Run a D/C to A/C converter with an electric fence unit set to maximum with the wire running just under the car out of site.


----------



## Bluegoat05 (Mar 22, 2010)

i think ruk has a point. i heard a story of a person once that had their stereo stollen a few times and he noticed that the thief would just grab it and rip it out. and so when the guy reinstalled his new stereo he bolted razor blades to the back of it and he said that the next time he herd his car alarm going off he ran out and he still had a stereo and there was a TRAIL of blood and tools goin down the side walk ha ha now if that isnt theft deterant i dont know what is ha ha but i would definatly put real bolts on it so its not just clips and then do what ruk said or razor blades work too ha haarty:


----------



## Bluegoat05 (Mar 22, 2010)

oh put nice BIG washers on the bolts so they dont rip through


----------



## FastFrank (Jun 12, 2009)

Bluegoat05 said:


> i think ruk has a point. i heard a story of a person once that had their stereo stollen a few times and he noticed that the thief would just grab it and rip it out. and so when the guy reinstalled his new stereo he bolted razor blades to the back of it and he said that the next time he herd his car alarm going off he ran out and he still had a stereo and there was a TRAIL of blood and tools goin down the side walk ha ha now if that isnt theft deterant i dont know what is ha ha but i would definatly put real bolts on it so its not just clips and then do what ruk said or razor blades work too ha haarty:


Sounds like an urban legend. Depending on the state, doing that would likely open you up for a huge lawsuit. You would probably be sued by the person who shredded his fingers on the razor blades while trying to steal your stuff. You would go from being the victim to being the bad guy, and he'd most likely win the case against you.

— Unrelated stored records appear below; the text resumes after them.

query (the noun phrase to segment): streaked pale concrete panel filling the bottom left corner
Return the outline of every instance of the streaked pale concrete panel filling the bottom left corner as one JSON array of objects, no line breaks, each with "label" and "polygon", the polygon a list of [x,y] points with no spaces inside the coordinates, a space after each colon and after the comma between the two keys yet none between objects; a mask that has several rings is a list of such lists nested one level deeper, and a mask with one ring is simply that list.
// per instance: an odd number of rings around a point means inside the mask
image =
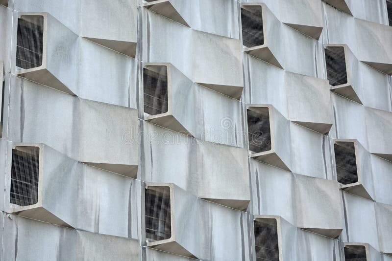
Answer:
[{"label": "streaked pale concrete panel filling the bottom left corner", "polygon": [[5,217],[3,249],[4,260],[39,261],[43,256],[64,261],[139,259],[139,246],[134,239],[78,231],[14,215]]}]

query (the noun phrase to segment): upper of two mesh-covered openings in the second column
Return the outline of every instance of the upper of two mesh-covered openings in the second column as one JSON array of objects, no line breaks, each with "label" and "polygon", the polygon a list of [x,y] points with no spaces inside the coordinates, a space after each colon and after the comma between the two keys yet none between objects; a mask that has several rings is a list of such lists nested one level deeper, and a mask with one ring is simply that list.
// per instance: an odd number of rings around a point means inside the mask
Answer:
[{"label": "upper of two mesh-covered openings in the second column", "polygon": [[168,111],[168,72],[166,66],[143,68],[144,112],[150,115]]}]

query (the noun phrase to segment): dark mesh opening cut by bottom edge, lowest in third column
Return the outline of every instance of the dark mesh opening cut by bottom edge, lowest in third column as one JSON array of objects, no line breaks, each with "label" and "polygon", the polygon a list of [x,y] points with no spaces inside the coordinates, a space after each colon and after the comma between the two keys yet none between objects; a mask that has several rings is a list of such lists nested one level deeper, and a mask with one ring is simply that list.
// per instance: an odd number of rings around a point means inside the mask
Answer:
[{"label": "dark mesh opening cut by bottom edge, lowest in third column", "polygon": [[253,223],[256,261],[279,261],[276,219],[263,218]]}]

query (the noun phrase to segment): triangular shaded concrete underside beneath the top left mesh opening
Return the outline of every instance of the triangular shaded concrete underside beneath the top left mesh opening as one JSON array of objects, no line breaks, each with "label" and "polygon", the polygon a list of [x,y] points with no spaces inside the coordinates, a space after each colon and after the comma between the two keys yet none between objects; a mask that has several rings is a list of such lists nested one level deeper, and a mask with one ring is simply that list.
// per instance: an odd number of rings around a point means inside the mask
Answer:
[{"label": "triangular shaded concrete underside beneath the top left mesh opening", "polygon": [[52,87],[54,89],[66,92],[71,95],[76,95],[73,93],[72,90],[70,90],[67,86],[65,86],[62,82],[60,82],[53,74],[51,74],[48,69],[44,68],[38,70],[31,70],[28,72],[22,72],[16,74],[30,81]]}]

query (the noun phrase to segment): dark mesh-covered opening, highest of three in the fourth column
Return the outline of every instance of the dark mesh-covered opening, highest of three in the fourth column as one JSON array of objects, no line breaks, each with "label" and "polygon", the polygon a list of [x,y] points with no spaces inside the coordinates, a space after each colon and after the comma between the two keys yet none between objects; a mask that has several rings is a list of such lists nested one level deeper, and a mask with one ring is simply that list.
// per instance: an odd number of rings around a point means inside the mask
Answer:
[{"label": "dark mesh-covered opening, highest of three in the fourth column", "polygon": [[343,46],[329,46],[324,49],[327,78],[329,85],[338,86],[347,83],[346,60]]}]

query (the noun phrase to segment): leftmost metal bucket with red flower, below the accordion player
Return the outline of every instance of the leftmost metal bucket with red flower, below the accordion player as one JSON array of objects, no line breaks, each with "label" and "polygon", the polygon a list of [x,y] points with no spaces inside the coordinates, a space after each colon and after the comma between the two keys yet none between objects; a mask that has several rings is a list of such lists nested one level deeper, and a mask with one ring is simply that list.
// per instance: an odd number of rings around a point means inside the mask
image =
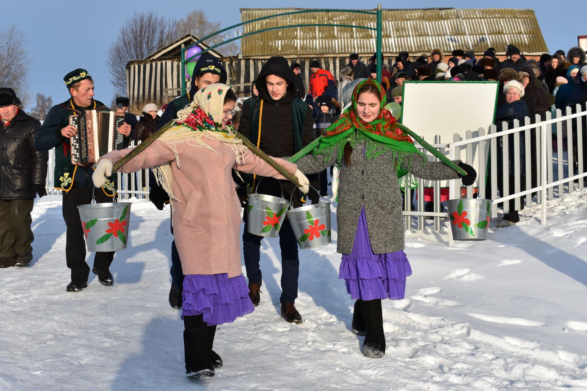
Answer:
[{"label": "leftmost metal bucket with red flower, below the accordion player", "polygon": [[87,251],[118,251],[126,249],[130,229],[130,202],[104,202],[80,205]]}]

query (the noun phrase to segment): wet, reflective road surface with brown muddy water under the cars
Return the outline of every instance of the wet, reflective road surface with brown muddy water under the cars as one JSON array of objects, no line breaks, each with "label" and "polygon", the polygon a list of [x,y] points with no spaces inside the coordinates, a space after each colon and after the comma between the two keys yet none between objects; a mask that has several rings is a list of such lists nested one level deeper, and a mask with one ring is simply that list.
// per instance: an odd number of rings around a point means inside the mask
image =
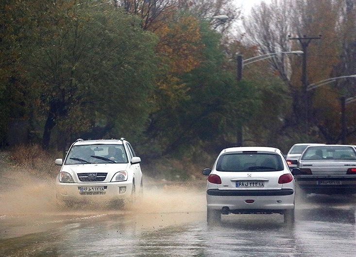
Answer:
[{"label": "wet, reflective road surface with brown muddy water under the cars", "polygon": [[297,199],[294,226],[284,225],[279,214],[231,214],[209,227],[202,190],[145,192],[139,204],[122,210],[58,209],[51,199],[25,205],[26,198],[16,203],[25,206],[12,209],[2,197],[0,206],[7,208],[0,207],[0,256],[356,256],[356,196]]}]

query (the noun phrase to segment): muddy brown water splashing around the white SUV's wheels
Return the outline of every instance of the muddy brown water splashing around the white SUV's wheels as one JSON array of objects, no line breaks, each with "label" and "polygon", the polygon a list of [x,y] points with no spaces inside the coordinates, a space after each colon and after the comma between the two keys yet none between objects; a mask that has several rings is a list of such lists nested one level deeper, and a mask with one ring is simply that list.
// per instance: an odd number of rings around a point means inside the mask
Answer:
[{"label": "muddy brown water splashing around the white SUV's wheels", "polygon": [[[35,180],[34,174],[16,174],[16,183],[0,192],[0,223],[11,237],[45,231],[63,223],[83,220],[118,220],[137,229],[158,229],[196,220],[205,220],[205,191],[185,185],[144,186],[144,193],[134,204],[113,209],[103,202],[63,208],[57,206],[54,184]],[[126,222],[125,221],[125,222]],[[12,232],[10,231],[12,230]]]}]

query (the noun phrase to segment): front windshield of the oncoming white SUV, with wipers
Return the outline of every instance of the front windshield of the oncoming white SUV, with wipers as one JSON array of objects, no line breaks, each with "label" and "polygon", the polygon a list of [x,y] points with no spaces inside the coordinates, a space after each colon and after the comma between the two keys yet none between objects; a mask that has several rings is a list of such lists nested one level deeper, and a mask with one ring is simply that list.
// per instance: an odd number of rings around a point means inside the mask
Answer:
[{"label": "front windshield of the oncoming white SUV, with wipers", "polygon": [[65,164],[127,163],[123,145],[78,145],[70,148]]}]

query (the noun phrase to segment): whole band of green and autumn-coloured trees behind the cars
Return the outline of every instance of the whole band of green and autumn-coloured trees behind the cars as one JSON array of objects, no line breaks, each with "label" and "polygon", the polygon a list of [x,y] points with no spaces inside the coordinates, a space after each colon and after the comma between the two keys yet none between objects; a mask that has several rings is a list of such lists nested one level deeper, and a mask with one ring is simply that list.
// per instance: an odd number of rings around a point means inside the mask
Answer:
[{"label": "whole band of green and autumn-coloured trees behind the cars", "polygon": [[[77,138],[125,137],[143,165],[159,166],[153,175],[185,180],[223,147],[286,153],[343,135],[356,142],[356,103],[340,104],[356,96],[355,78],[308,92],[301,82],[356,74],[352,0],[272,0],[248,16],[233,0],[3,0],[0,8],[0,142],[14,157],[23,147],[19,162],[36,165],[42,151],[63,157]],[[306,43],[305,73],[302,56],[271,55],[237,81],[237,55]]]}]

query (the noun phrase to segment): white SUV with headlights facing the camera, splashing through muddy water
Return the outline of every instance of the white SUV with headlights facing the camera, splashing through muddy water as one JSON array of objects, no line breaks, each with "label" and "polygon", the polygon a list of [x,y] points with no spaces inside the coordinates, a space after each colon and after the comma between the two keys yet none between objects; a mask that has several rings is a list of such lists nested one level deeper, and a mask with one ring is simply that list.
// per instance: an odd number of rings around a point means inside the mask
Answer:
[{"label": "white SUV with headlights facing the camera, splashing through muddy water", "polygon": [[[56,178],[56,197],[60,203],[111,202],[122,207],[142,191],[141,159],[129,142],[119,140],[75,141]],[[138,190],[137,190],[138,189]]]}]

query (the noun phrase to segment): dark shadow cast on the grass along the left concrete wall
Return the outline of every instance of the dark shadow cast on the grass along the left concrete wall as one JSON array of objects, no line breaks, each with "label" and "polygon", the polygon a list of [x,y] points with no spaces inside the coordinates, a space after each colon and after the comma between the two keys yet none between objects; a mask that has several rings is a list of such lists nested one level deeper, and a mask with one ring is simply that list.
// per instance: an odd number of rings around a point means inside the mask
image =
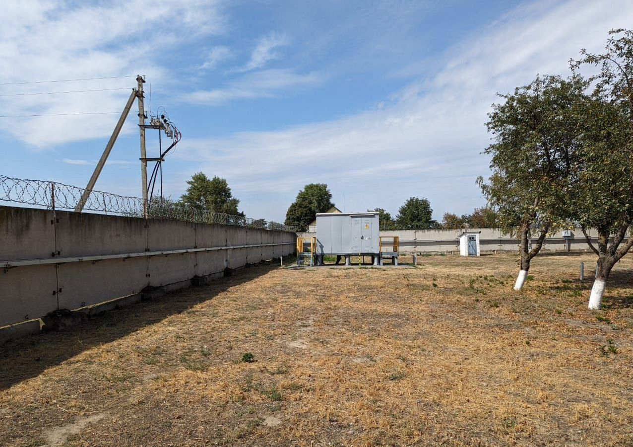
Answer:
[{"label": "dark shadow cast on the grass along the left concrete wall", "polygon": [[257,264],[234,271],[203,287],[203,293],[183,294],[182,290],[160,299],[143,301],[125,308],[99,314],[62,332],[42,332],[0,345],[0,390],[36,377],[51,366],[82,353],[86,349],[125,337],[140,328],[179,314],[213,299],[230,287],[265,275],[277,264]]}]

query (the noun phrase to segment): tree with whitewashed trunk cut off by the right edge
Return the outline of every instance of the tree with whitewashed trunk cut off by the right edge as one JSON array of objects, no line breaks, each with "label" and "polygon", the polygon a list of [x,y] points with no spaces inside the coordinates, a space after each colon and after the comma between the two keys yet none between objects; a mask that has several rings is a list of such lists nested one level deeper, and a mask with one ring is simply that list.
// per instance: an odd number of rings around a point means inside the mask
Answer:
[{"label": "tree with whitewashed trunk cut off by the right edge", "polygon": [[[582,50],[583,58],[571,63],[575,71],[600,69],[590,79],[594,91],[579,120],[582,146],[572,183],[572,217],[598,255],[589,309],[601,308],[611,269],[633,247],[633,31],[609,34],[605,53]],[[598,230],[596,245],[586,228]]]}]

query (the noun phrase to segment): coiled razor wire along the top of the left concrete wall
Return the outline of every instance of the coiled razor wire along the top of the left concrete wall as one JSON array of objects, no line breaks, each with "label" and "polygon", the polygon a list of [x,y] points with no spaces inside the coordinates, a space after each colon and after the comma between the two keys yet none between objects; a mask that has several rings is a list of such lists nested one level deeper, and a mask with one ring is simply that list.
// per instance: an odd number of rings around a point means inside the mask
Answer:
[{"label": "coiled razor wire along the top of the left concrete wall", "polygon": [[[78,188],[78,186],[64,185],[53,181],[0,176],[0,201],[5,202],[37,205],[46,209],[74,210],[84,191],[84,188]],[[139,197],[91,191],[84,204],[84,210],[143,217],[143,200]],[[148,217],[193,223],[245,226],[265,230],[294,231],[291,227],[277,222],[196,209],[171,200],[165,200],[165,202],[161,202],[160,199],[152,200],[149,204]]]}]

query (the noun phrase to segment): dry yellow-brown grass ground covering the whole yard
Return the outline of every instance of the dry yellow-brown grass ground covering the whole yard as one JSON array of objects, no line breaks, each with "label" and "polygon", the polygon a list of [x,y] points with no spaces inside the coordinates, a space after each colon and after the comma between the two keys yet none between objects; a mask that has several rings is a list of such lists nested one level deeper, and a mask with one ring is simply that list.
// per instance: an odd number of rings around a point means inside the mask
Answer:
[{"label": "dry yellow-brown grass ground covering the whole yard", "polygon": [[255,266],[0,346],[0,445],[633,445],[633,256],[599,312],[589,255],[522,292],[515,256],[418,262]]}]

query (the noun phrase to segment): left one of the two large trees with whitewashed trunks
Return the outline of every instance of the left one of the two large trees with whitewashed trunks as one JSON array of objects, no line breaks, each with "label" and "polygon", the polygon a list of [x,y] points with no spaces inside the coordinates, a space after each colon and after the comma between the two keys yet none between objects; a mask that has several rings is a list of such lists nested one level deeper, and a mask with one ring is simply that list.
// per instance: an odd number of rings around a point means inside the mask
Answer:
[{"label": "left one of the two large trees with whitewashed trunks", "polygon": [[578,146],[573,123],[585,88],[579,76],[539,76],[514,93],[499,95],[504,101],[488,114],[494,142],[484,153],[492,157],[492,176],[477,183],[498,211],[501,228],[518,236],[515,290],[523,287],[545,237],[565,221],[570,162]]}]

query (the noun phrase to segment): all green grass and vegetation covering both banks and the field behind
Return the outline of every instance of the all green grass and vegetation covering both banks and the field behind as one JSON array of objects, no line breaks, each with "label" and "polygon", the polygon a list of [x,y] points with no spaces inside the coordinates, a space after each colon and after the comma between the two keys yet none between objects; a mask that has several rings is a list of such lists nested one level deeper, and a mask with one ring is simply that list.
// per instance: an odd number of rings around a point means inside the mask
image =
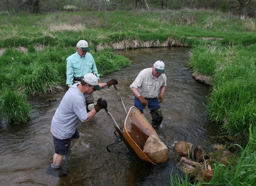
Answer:
[{"label": "all green grass and vegetation covering both banks and the field behind", "polygon": [[[26,96],[63,88],[65,59],[75,52],[80,39],[89,42],[101,75],[130,65],[113,49],[191,47],[191,69],[210,79],[210,120],[229,135],[250,134],[247,146],[240,144],[238,158],[230,160],[234,164],[226,167],[212,162],[214,176],[209,183],[252,185],[256,167],[256,20],[212,10],[108,12],[107,25],[104,18],[104,12],[0,15],[0,101],[8,121],[28,121]],[[170,179],[173,184],[191,185],[187,177]]]}]

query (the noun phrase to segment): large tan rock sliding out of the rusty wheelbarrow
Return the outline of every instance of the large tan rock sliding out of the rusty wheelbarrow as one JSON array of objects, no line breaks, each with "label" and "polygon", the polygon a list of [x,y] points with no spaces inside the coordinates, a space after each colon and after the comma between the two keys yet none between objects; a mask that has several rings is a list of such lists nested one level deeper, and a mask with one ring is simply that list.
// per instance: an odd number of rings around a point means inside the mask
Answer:
[{"label": "large tan rock sliding out of the rusty wheelbarrow", "polygon": [[156,164],[166,162],[169,159],[169,150],[157,135],[148,137],[143,152]]}]

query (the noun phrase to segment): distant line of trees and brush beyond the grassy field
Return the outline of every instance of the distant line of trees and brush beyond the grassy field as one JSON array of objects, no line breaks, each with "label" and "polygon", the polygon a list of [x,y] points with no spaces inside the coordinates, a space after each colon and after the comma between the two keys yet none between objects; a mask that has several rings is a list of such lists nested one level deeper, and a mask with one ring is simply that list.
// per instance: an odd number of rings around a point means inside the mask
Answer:
[{"label": "distant line of trees and brush beyond the grassy field", "polygon": [[0,12],[7,14],[195,8],[221,10],[241,18],[256,16],[256,0],[0,0],[0,4]]}]

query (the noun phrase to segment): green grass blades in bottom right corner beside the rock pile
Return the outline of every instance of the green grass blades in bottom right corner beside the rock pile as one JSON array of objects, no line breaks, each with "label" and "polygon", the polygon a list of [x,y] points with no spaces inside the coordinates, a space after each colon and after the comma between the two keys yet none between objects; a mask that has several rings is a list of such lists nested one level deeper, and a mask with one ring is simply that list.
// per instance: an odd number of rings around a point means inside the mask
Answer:
[{"label": "green grass blades in bottom right corner beside the rock pile", "polygon": [[[228,158],[225,162],[212,162],[214,174],[210,182],[204,182],[203,179],[195,180],[194,183],[188,182],[188,178],[182,178],[175,174],[170,176],[170,185],[179,186],[203,186],[203,185],[254,185],[256,182],[256,130],[249,127],[249,142],[238,152],[237,158]],[[216,159],[220,159],[217,157]]]}]

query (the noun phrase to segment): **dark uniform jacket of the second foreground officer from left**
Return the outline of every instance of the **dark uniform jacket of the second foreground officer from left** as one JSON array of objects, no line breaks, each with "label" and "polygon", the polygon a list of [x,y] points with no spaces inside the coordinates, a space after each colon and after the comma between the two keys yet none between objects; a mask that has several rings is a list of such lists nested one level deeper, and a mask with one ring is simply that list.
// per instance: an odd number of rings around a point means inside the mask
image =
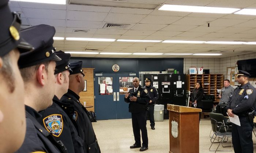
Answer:
[{"label": "dark uniform jacket of the second foreground officer from left", "polygon": [[[26,106],[26,136],[22,146],[16,153],[60,153],[47,137],[50,133],[36,120],[41,115],[33,108]],[[15,144],[14,144],[15,145]]]}]

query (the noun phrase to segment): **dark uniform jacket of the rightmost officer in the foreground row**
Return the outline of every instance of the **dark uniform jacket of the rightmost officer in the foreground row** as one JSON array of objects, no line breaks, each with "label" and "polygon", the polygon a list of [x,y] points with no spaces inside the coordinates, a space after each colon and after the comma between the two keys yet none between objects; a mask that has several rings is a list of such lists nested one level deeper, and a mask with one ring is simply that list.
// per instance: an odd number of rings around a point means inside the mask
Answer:
[{"label": "dark uniform jacket of the rightmost officer in the foreground row", "polygon": [[90,149],[95,148],[95,152],[100,153],[93,125],[91,124],[86,108],[80,103],[79,98],[79,95],[68,89],[68,92],[63,95],[61,101],[65,101],[65,99],[72,99],[74,101],[74,115],[72,119],[76,122],[77,130],[83,132],[79,133],[79,136],[83,138],[84,146],[87,146],[88,152],[90,152]]}]

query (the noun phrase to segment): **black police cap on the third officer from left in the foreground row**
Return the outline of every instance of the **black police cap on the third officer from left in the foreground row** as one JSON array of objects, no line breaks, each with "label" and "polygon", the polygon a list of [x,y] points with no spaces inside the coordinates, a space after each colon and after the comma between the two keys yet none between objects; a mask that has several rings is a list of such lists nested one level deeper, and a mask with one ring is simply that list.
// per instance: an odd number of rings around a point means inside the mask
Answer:
[{"label": "black police cap on the third officer from left in the foreground row", "polygon": [[63,51],[57,51],[55,52],[55,54],[61,58],[60,61],[56,61],[56,67],[54,70],[54,74],[69,70],[69,72],[71,73],[72,70],[70,69],[70,64],[68,63],[69,59],[70,59],[70,54],[69,53],[65,53]]}]

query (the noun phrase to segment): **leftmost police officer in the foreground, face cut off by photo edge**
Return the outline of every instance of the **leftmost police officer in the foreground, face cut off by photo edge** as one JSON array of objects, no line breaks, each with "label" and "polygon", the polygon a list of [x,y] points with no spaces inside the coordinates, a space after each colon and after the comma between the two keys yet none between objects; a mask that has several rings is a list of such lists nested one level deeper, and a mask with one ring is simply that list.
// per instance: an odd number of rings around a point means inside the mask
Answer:
[{"label": "leftmost police officer in the foreground, face cut off by photo edge", "polygon": [[8,1],[0,1],[0,152],[4,153],[18,150],[25,138],[24,83],[17,62],[20,54],[33,49],[20,36],[21,20],[10,11]]}]

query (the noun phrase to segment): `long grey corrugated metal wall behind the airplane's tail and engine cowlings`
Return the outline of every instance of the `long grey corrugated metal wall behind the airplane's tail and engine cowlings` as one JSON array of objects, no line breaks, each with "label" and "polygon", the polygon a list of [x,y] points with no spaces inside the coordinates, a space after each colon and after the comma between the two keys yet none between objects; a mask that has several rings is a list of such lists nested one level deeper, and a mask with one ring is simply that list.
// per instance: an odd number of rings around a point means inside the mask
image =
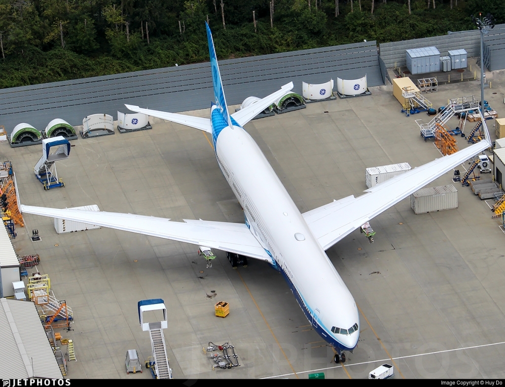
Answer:
[{"label": "long grey corrugated metal wall behind the airplane's tail and engine cowlings", "polygon": [[[322,49],[294,51],[220,61],[228,104],[241,104],[293,81],[324,83],[330,78],[358,79],[367,75],[368,86],[383,85],[375,41]],[[214,99],[208,63],[138,71],[73,81],[0,90],[0,125],[10,133],[27,122],[39,130],[54,118],[82,125],[90,114],[128,113],[124,104],[167,112],[210,107]]]}]

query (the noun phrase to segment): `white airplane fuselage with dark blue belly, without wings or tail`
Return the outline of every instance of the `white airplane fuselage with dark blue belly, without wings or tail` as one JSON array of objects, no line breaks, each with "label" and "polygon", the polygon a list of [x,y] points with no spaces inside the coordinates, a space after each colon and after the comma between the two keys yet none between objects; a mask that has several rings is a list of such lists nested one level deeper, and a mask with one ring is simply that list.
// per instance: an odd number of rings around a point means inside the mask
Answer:
[{"label": "white airplane fuselage with dark blue belly, without wings or tail", "polygon": [[354,349],[360,327],[354,298],[263,152],[235,124],[213,139],[218,164],[244,210],[247,227],[283,274],[314,329],[335,349]]}]

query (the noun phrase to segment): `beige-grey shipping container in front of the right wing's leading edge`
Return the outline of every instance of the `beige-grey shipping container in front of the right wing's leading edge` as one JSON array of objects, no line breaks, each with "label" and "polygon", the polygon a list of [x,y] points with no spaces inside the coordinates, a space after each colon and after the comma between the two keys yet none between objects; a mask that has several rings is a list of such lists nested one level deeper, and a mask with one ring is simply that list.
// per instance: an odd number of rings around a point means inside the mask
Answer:
[{"label": "beige-grey shipping container in front of the right wing's leading edge", "polygon": [[458,208],[458,190],[453,185],[421,188],[411,195],[415,214]]}]

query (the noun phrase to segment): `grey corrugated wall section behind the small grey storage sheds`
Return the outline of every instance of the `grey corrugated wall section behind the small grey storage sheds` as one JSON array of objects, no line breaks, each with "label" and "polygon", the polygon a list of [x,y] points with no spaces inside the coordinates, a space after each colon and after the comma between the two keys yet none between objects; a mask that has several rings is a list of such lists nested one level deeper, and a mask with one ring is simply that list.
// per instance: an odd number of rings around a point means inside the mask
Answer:
[{"label": "grey corrugated wall section behind the small grey storage sheds", "polygon": [[465,49],[469,57],[476,57],[480,55],[479,31],[452,32],[442,36],[380,43],[379,55],[388,68],[394,67],[395,63],[396,66],[406,66],[405,50],[430,46],[437,47],[442,57],[447,56],[449,50],[459,49]]}]

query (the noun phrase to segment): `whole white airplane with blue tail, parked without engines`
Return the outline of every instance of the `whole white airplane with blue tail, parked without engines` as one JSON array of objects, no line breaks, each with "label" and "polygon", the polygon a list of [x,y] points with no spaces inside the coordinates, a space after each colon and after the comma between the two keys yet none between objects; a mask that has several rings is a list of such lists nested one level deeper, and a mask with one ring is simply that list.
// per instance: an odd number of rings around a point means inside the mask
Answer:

If it were me, I'd set up a small camera and see who keeps taking it. Then I'd go to the cops with the evidence.


----------



## Gotagoat (Jan 6, 2006)

If it's being stolen at your home, park the car backed up to something solid (if possible).


----------



## Red Bearded Goat (Mar 19, 2007)

When parked at home use a Pitbull on a short leach attached to an axle to keep it in place... yer wheels might get pissed on though?

Also, check your local Craigs list "For Sale" section.


----------



## roy (Jun 1, 2010)

*get em!*

Sounds more like a personal Vendetta than someone looking for parts, like, how many owners are near you looking for a rear valance!
Spray a light coating of cookin oil around the valance, or ask the local police what;s best to spray so they can lift good prints
I'll bet the guy(s) are in the system, the vid. camera is a great idea too!
When i kept loosing wheels off my Fairlane, 1 every month, a video camera got the culprit, turned out to be my neighbour who had a hard on for me because i put a 10' high fence across the property line between or 2 backyards! He was a very unlikely thief, local school principal!


----------



## BlackJackByte (Aug 31, 2009)

Wait for him, then do "whatever", then drag him in your house.


----------



## Rukee (Feb 8, 2007)




----------



## Bluegoat05 (Mar 22, 2010)

holy sh!T the one where the monkey clubs the guy and throws him of the bridge had me lmao ha ha loved it


----------



## FastFrank (Jun 12, 2009)

Rukee said:


> Trunk Monkey!!


That was great!


----------



## Rukee (Feb 8, 2007)

The last one's the best. I think you guys with teen age daughters will agree with me.


----------



## radioboy (Jun 21, 2006)

Dang it!

The same thing happened to me yesterday. I came out of work in the evening, and the rear valance was gone! I'm checking the security vids today.

How much is a replacement? Or do you have to get lucky at a salvage lot...:confused


----------